Le projet entraînerait une « perte de biodiversité » et fragmenterait les espaces verts situés au nord de l’aéroport Montréal-Trudeau, déplore le groupe Technoparc Oiseaux, qui s’inquiète notamment pour le « complexe de milieux humides » qui se trouve sur le site.

L’entreprise Hypertec, qui se décrit comme le plus important manufacturier de produits technologiques au Canada, se dit consciente de la valeur écologique des lieux et ambitionne de construire « le projet le plus durable au monde », a déclaré à La Presse son chef de l’innovation et du développement durable, Eliot Ahdoot.

IMAGE FOURNIE PAR HYPERTEC

Aperçu du projet de siège social de l'entreprise Hypertec dans le Technoparc Montréal, au nord de l'aéroport Montréal-Trudeau

« On prend ça vraiment au sérieux », assure-t-il, expliquant vouloir réduire au minimum l’impact de la présence éventuelle de l’entreprise sur le terrain dont elle a fait l’acquisition en avril dernier, qui est composé de trois lots contigus situés entre le chemin Saint-François et la rue Alexander-Fleming.

« On ne veut pas toucher les zones humides [identifiées sur le site], si possible », illustre M. Ahdoot, ajoutant que s’il devait être nécessaire de le faire, l’entreprise compenserait les milieux humides perdus en les reconstituant « pied carré par pied carré » ailleurs sur son terrain.

Hypertec s’engage aussi à ce qu’il y ait plus d’arbres sur le terrain après la construction de son bâtiment de 18 500 mètres carrés (200 000 pieds carrés) qu’avant, notamment en installant un toit végétalisé doté d’espaces de nidification pour les oiseaux.

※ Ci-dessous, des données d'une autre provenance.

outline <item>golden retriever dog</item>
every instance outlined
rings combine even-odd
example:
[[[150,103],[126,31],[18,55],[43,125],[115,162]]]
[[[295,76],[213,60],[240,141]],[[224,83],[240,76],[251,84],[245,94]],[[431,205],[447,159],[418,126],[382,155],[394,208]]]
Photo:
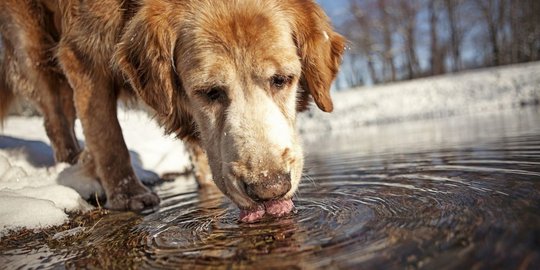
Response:
[[[131,95],[189,145],[199,183],[213,180],[244,222],[293,208],[296,113],[311,100],[332,111],[344,50],[311,0],[2,0],[0,34],[0,117],[15,95],[32,100],[56,161],[98,179],[106,207],[159,204],[118,123],[118,99]]]

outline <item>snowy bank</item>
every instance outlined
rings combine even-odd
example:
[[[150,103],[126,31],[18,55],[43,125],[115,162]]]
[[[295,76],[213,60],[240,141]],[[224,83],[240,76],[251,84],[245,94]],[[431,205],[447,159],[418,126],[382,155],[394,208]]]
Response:
[[[190,168],[183,144],[144,112],[120,111],[135,172],[146,182]],[[0,131],[0,236],[9,230],[60,225],[67,213],[92,208],[85,199],[103,191],[77,166],[54,164],[40,117],[10,117]],[[80,123],[77,137],[84,139]],[[81,142],[82,143],[82,142]]]
[[[19,227],[60,225],[67,221],[66,212],[91,209],[75,190],[56,183],[65,164],[35,168],[11,157],[14,165],[5,154],[0,152],[0,236]]]
[[[499,111],[540,101],[540,62],[462,72],[332,93],[334,112],[313,108],[300,132],[328,132],[401,121]],[[309,139],[309,138],[306,138]]]

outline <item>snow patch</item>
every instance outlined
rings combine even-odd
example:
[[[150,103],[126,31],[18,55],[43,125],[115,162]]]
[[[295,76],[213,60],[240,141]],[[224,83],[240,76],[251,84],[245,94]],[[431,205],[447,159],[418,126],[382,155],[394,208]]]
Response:
[[[300,114],[306,141],[359,127],[496,112],[540,102],[540,62],[467,71],[332,93],[334,111]]]
[[[56,183],[65,164],[34,168],[0,150],[0,236],[22,227],[36,229],[61,225],[66,212],[92,209],[79,194]]]
[[[119,111],[135,173],[147,184],[191,168],[184,145],[145,112]],[[77,138],[84,139],[80,122]],[[81,141],[81,145],[84,142]],[[22,227],[61,225],[69,212],[92,209],[85,199],[104,196],[80,165],[55,164],[41,117],[10,117],[0,130],[0,236]]]

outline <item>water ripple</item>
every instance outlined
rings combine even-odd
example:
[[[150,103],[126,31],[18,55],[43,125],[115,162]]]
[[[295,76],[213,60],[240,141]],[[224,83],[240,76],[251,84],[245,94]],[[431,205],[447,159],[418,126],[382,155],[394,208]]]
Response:
[[[540,152],[512,142],[509,149],[315,156],[296,211],[258,224],[239,224],[238,210],[219,193],[173,196],[139,225],[150,232],[147,266],[381,266],[388,258],[429,265],[435,254],[455,252],[465,263],[477,254],[472,247],[494,251],[487,246],[527,237],[525,220],[540,225],[537,212],[518,210],[540,209]],[[534,158],[523,157],[525,150]],[[501,239],[494,226],[506,228]]]

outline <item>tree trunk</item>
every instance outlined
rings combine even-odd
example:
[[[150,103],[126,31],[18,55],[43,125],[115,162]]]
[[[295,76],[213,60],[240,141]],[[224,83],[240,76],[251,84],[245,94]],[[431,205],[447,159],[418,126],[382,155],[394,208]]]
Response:
[[[437,9],[435,7],[437,0],[429,0],[429,34],[431,40],[430,46],[430,70],[431,75],[439,75],[444,73],[444,62],[442,59],[441,48],[439,48],[439,37],[437,35]]]
[[[405,39],[405,55],[407,59],[407,78],[416,78],[420,71],[418,56],[416,54],[416,16],[418,9],[408,1],[401,1],[402,19],[405,21],[403,35]]]
[[[457,25],[457,7],[459,0],[444,0],[450,28],[450,52],[452,55],[452,71],[461,70],[461,33]]]
[[[393,42],[392,32],[390,31],[391,18],[388,13],[388,5],[386,0],[378,0],[377,2],[379,10],[381,12],[381,25],[383,31],[383,74],[387,78],[387,70],[390,69],[390,81],[395,81],[396,78],[396,65],[394,64]]]

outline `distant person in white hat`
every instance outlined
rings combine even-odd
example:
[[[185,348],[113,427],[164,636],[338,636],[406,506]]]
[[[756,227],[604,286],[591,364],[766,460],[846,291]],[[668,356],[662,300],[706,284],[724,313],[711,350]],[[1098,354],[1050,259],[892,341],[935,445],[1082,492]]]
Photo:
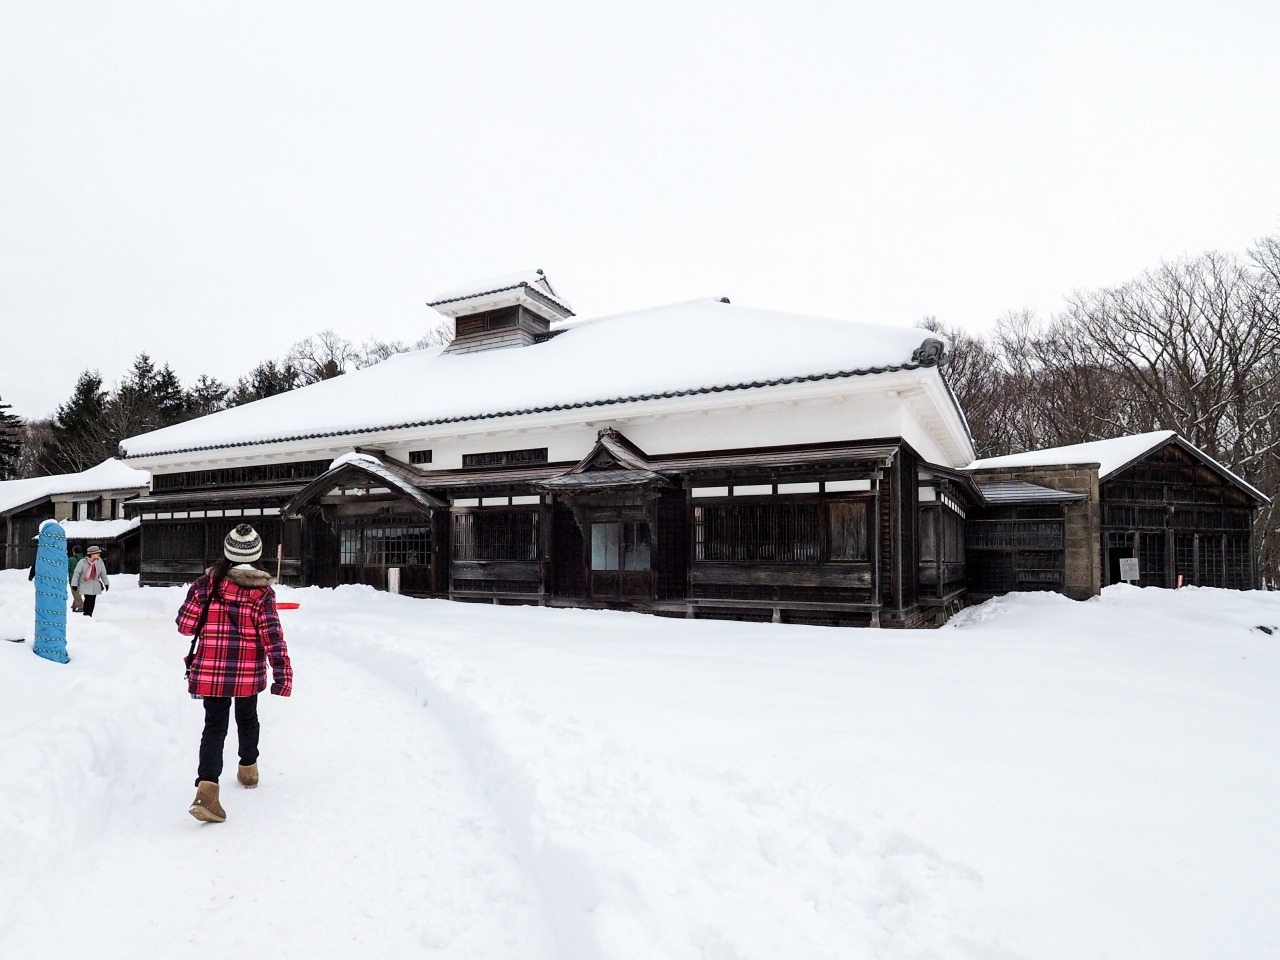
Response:
[[[79,591],[84,615],[92,617],[98,594],[110,590],[111,584],[107,581],[107,565],[102,562],[102,548],[90,547],[87,553],[89,555],[76,564],[76,571],[71,574],[71,589]]]

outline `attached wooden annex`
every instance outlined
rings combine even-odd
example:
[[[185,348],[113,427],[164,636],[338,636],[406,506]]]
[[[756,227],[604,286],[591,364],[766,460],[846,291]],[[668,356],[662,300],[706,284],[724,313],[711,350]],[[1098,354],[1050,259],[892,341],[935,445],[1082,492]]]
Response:
[[[975,594],[1089,597],[1138,561],[1139,586],[1257,584],[1253,517],[1267,497],[1170,430],[978,460],[969,526]],[[1026,488],[996,502],[994,488]]]

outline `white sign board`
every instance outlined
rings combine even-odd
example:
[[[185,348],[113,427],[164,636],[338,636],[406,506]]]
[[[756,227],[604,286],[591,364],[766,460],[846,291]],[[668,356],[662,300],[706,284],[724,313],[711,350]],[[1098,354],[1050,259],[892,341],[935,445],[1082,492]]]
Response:
[[[1142,579],[1138,574],[1138,558],[1137,557],[1121,557],[1120,558],[1120,579],[1127,580],[1132,583],[1134,580]]]
[[[387,593],[399,593],[399,592],[400,592],[400,568],[388,567],[387,568]]]

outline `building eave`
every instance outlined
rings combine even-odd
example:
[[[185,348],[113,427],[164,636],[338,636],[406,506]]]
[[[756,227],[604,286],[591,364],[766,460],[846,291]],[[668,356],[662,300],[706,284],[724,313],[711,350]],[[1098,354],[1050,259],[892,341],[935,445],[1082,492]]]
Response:
[[[179,447],[169,450],[157,450],[147,453],[131,454],[126,452],[124,459],[136,462],[155,462],[162,461],[165,457],[175,457],[182,454],[206,453],[215,450],[239,450],[251,447],[270,446],[272,444],[298,443],[308,440],[325,440],[338,439],[343,437],[360,437],[370,436],[374,434],[393,433],[403,430],[420,430],[427,427],[450,426],[453,424],[481,423],[484,421],[502,420],[507,418],[533,416],[539,414],[549,414],[558,412],[567,412],[575,410],[598,410],[608,409],[633,403],[648,403],[657,400],[673,400],[680,398],[712,396],[715,394],[738,393],[748,390],[769,389],[780,386],[790,386],[798,384],[816,384],[824,381],[847,380],[860,377],[871,377],[880,374],[910,372],[915,370],[929,369],[932,364],[921,363],[904,363],[898,365],[890,365],[883,367],[869,367],[865,369],[855,370],[837,370],[828,373],[805,374],[793,377],[779,377],[769,380],[755,380],[743,383],[728,383],[706,387],[691,387],[686,390],[670,390],[660,393],[640,394],[635,396],[622,397],[604,397],[597,400],[582,400],[572,403],[550,404],[537,407],[526,407],[512,410],[495,410],[485,413],[465,414],[454,417],[440,417],[433,419],[422,419],[404,421],[401,423],[387,423],[373,425],[368,427],[353,427],[344,430],[315,431],[311,433],[292,434],[280,437],[267,437],[259,440],[247,440],[234,443],[217,443],[195,447]],[[940,378],[939,378],[940,379]],[[948,403],[950,400],[948,399]],[[959,435],[968,437],[968,431],[963,427],[962,421],[957,416],[953,427],[960,430]],[[952,432],[952,431],[948,431]],[[127,443],[127,441],[126,441]],[[957,450],[961,445],[957,444]]]

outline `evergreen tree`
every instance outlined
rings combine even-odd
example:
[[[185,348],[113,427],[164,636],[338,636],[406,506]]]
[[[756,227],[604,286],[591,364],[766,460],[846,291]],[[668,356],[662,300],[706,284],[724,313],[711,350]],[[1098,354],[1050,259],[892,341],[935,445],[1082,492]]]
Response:
[[[187,395],[178,375],[167,363],[156,374],[152,399],[160,426],[167,427],[188,418]]]
[[[241,377],[227,400],[227,406],[238,407],[255,400],[274,397],[278,393],[288,393],[303,385],[303,379],[288,360],[276,363],[266,360],[254,367],[247,377]]]
[[[53,431],[40,455],[43,473],[77,473],[115,456],[116,441],[106,423],[107,393],[102,376],[86,370],[71,398],[58,407]]]
[[[22,453],[22,419],[10,413],[9,404],[0,399],[0,480],[16,480],[20,476]]]
[[[202,373],[187,391],[185,397],[187,414],[192,417],[203,417],[225,410],[227,395],[230,393],[231,388],[221,380]]]

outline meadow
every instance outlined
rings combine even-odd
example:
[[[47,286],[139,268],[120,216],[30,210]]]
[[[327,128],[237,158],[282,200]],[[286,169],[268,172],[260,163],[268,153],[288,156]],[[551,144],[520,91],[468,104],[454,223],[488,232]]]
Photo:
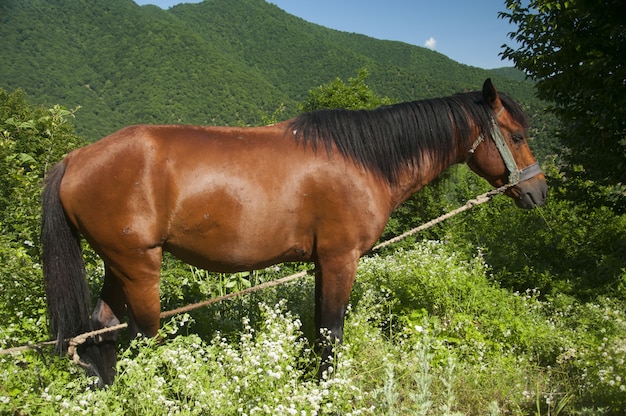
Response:
[[[51,350],[2,356],[0,412],[557,415],[626,408],[623,303],[546,300],[537,290],[503,289],[491,277],[481,255],[438,241],[362,259],[345,343],[319,382],[307,277],[174,317],[160,341],[127,340],[118,378],[104,390]],[[190,271],[187,285],[197,282]],[[10,331],[3,328],[2,345]]]

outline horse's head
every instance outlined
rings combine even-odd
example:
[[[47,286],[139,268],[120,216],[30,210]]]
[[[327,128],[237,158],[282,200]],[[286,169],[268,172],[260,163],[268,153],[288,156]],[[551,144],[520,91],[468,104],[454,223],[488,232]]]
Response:
[[[483,84],[483,99],[493,112],[492,122],[488,134],[471,146],[467,164],[495,187],[511,184],[505,193],[518,207],[543,205],[548,185],[528,147],[525,116],[503,104],[490,79]]]

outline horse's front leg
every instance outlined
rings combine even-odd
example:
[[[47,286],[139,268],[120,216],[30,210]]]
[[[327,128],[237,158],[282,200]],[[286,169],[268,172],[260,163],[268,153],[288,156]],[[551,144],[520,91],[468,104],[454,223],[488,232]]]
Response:
[[[321,355],[318,377],[324,377],[335,361],[336,344],[343,341],[343,323],[356,275],[358,256],[320,258],[315,274],[316,350]]]

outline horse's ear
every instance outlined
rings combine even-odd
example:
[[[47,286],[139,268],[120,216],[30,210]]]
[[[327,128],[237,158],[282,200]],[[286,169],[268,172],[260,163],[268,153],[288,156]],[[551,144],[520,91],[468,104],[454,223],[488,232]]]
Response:
[[[500,97],[498,97],[496,87],[494,87],[491,82],[491,78],[487,78],[483,84],[483,99],[493,111],[497,111],[502,107],[502,102],[500,101]]]

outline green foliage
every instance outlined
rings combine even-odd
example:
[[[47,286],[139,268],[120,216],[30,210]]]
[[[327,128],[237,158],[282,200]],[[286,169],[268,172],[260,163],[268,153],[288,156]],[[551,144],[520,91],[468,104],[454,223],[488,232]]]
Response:
[[[570,179],[580,200],[626,209],[626,7],[620,0],[508,0],[501,17],[518,25],[503,56],[537,80],[553,103]],[[580,180],[579,180],[580,181]],[[587,181],[592,181],[588,183]],[[574,182],[570,185],[581,185]]]
[[[512,293],[489,278],[484,261],[435,242],[364,259],[353,309],[373,296],[380,318],[368,313],[370,322],[391,339],[433,336],[431,366],[441,371],[453,356],[455,409],[466,414],[484,414],[494,400],[513,414],[528,414],[531,407],[555,414],[559,405],[573,414],[626,408],[624,300],[581,303],[560,294],[545,301],[536,290]],[[398,362],[405,361],[394,362],[401,368]]]
[[[309,90],[309,95],[298,105],[298,109],[303,113],[325,108],[367,110],[380,107],[382,104],[391,104],[388,97],[378,96],[367,86],[368,76],[368,70],[362,68],[356,77],[348,79],[348,84],[335,78],[327,84]]]
[[[71,116],[60,106],[31,107],[21,90],[0,90],[0,224],[16,242],[37,244],[39,207],[33,202],[44,172],[84,143],[73,134]]]
[[[0,235],[0,346],[47,339],[46,305],[39,263],[30,247]]]
[[[0,90],[0,293],[3,346],[46,337],[39,264],[41,180],[62,155],[83,143],[72,112],[29,105],[22,91]]]
[[[158,342],[123,349],[105,390],[69,361],[2,356],[0,412],[526,415],[626,406],[623,300],[511,293],[489,280],[483,258],[449,244],[366,258],[337,366],[318,383],[302,332],[312,317],[300,309],[313,291],[309,278],[213,305],[203,314],[230,319],[203,333],[179,334],[186,315],[166,322]]]
[[[560,198],[558,178],[550,183],[546,206],[521,211],[498,198],[453,219],[448,238],[478,248],[494,278],[513,290],[626,299],[626,215]]]

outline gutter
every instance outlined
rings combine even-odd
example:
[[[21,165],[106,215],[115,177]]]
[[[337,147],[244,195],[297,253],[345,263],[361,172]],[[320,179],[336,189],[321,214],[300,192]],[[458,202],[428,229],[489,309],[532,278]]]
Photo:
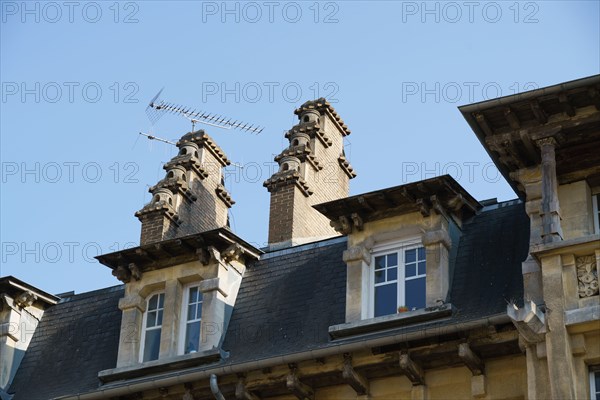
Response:
[[[260,370],[263,368],[275,367],[277,365],[286,365],[291,363],[299,363],[301,361],[330,357],[336,354],[351,353],[360,350],[370,350],[373,347],[387,346],[394,343],[407,342],[415,339],[424,339],[427,337],[437,336],[440,333],[440,328],[443,329],[444,334],[455,333],[465,330],[477,329],[488,326],[490,324],[503,324],[511,323],[511,319],[506,313],[492,315],[487,318],[480,318],[474,321],[468,321],[463,323],[457,323],[454,325],[436,326],[431,329],[425,329],[424,331],[408,332],[408,333],[396,333],[390,336],[379,337],[379,338],[363,338],[359,341],[352,341],[346,343],[332,342],[330,346],[315,350],[297,352],[286,354],[283,356],[276,356],[270,358],[263,358],[254,361],[246,361],[238,364],[216,366],[209,369],[188,369],[186,371],[177,371],[164,373],[162,375],[153,377],[143,377],[137,379],[131,379],[126,382],[120,382],[118,385],[104,388],[100,387],[98,390],[93,392],[80,393],[76,395],[68,395],[62,397],[56,397],[54,400],[93,400],[93,399],[106,399],[111,397],[124,396],[128,394],[134,394],[151,389],[159,389],[166,386],[172,386],[177,384],[184,384],[192,381],[199,381],[204,379],[210,379],[211,375],[216,376],[237,374],[240,372],[246,372],[248,370]],[[360,337],[360,336],[359,336]],[[218,389],[218,386],[217,386]],[[211,385],[212,390],[212,385]],[[214,394],[214,392],[213,392]],[[215,395],[216,396],[216,395]]]
[[[551,94],[557,94],[565,90],[580,89],[588,85],[595,85],[600,83],[600,75],[592,75],[587,78],[576,79],[561,83],[559,85],[546,86],[540,89],[534,89],[523,93],[511,94],[504,97],[498,97],[496,99],[480,101],[479,103],[466,104],[458,107],[461,113],[471,113],[474,111],[483,111],[493,107],[505,106],[514,104],[516,101],[530,100],[540,96],[547,96]]]

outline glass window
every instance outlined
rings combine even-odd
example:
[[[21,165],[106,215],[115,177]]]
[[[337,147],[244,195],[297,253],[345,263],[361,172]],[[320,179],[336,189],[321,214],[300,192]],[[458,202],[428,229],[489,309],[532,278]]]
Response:
[[[373,316],[395,314],[398,307],[425,308],[425,248],[418,245],[376,253],[373,263]]]
[[[164,293],[157,293],[148,298],[146,313],[144,314],[142,362],[158,360],[164,308]]]
[[[198,286],[186,290],[183,311],[183,353],[196,353],[200,348],[200,322],[202,320],[202,292]]]
[[[600,366],[590,367],[590,399],[600,400]]]
[[[594,210],[594,231],[600,233],[600,193],[592,196]]]

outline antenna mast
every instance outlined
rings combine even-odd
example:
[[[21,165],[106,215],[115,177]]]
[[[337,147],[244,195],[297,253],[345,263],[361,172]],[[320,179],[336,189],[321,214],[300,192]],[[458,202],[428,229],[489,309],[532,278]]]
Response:
[[[171,113],[181,115],[187,118],[192,123],[192,131],[196,127],[196,123],[214,126],[221,129],[239,129],[241,131],[259,134],[263,131],[263,127],[258,125],[248,124],[243,121],[233,120],[233,118],[227,118],[220,114],[211,114],[206,111],[196,111],[191,107],[182,106],[179,104],[168,103],[160,99],[163,89],[161,89],[156,96],[150,101],[146,108],[146,114],[152,124],[156,123],[162,116],[163,113]]]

L’entreprise dit avoir mandaté des firmes spécialisées pour réaliser des inventaires fauniques et floristiques sur le site, afin de prendre les mesures nécessaires pour les protéger.

On va prendre toutes les couleuvres sur le terrain, on va les [placer] dans une zone de conservation et on va s’assurer qu’elles ne viennent pas sur le territoire pendant qu’on construit.

Eliot Ahdoot, chef de l’innovation et du développement durable chez Hypertec

« Ce sont des mesures pour s’assurer qu’on protège la vie et la biodiversité sur le site non seulement après la construction, mais aussi durant la construction », ajoute M. Ahdoot.

Le bâtiment, qui en est aux toutes premières étapes de planification et qui doit encore obtenir les autorisations requises de la Ville de Montréal et du ministère de l’Environnement, de la Lutte contre les changements climatiques, de la Faune et des Parcs, promet aussi de recourir à différentes technologies vertes : géothermie, énergie solaire, réutilisation des eaux grises ou encore captation des eaux pluviales.

Construire ailleurs

Le fait qu’Hypertec veuille construire un bâtiment écologique « ne change pas la donne », répond Katherine Collin, de Technoparc Oiseaux, un groupe de citoyens voué à la défense des milieux humides et espaces verts de Montréal.

« Mettre un siège social et minéraliser un terrain déjà très fragilisé est inacceptable, dit-elle. Ce qu’ils veulent faire va fragmenter un site naturel. »

Le terrain acheté par Hypertec est un ancien marais, asséché par une digue que le groupe Technoparc Oiseaux milite pour faire ouvrir, souligne Benoit Gravel, un autre membre du groupe.

C’est le pire endroit où ils pourraient construire.

Benoit Gravel, Technoparc Oiseaux

Technoparc Oiseaux voudrait que la Ville de Montréal offre un échange de terrain à l’entreprise pour qu’elle s’installe ailleurs ; Hypertec dit avoir eu des échanges avec la Ville à ce sujet, mais que les terrains proposés étaient trop petits pour ses besoins.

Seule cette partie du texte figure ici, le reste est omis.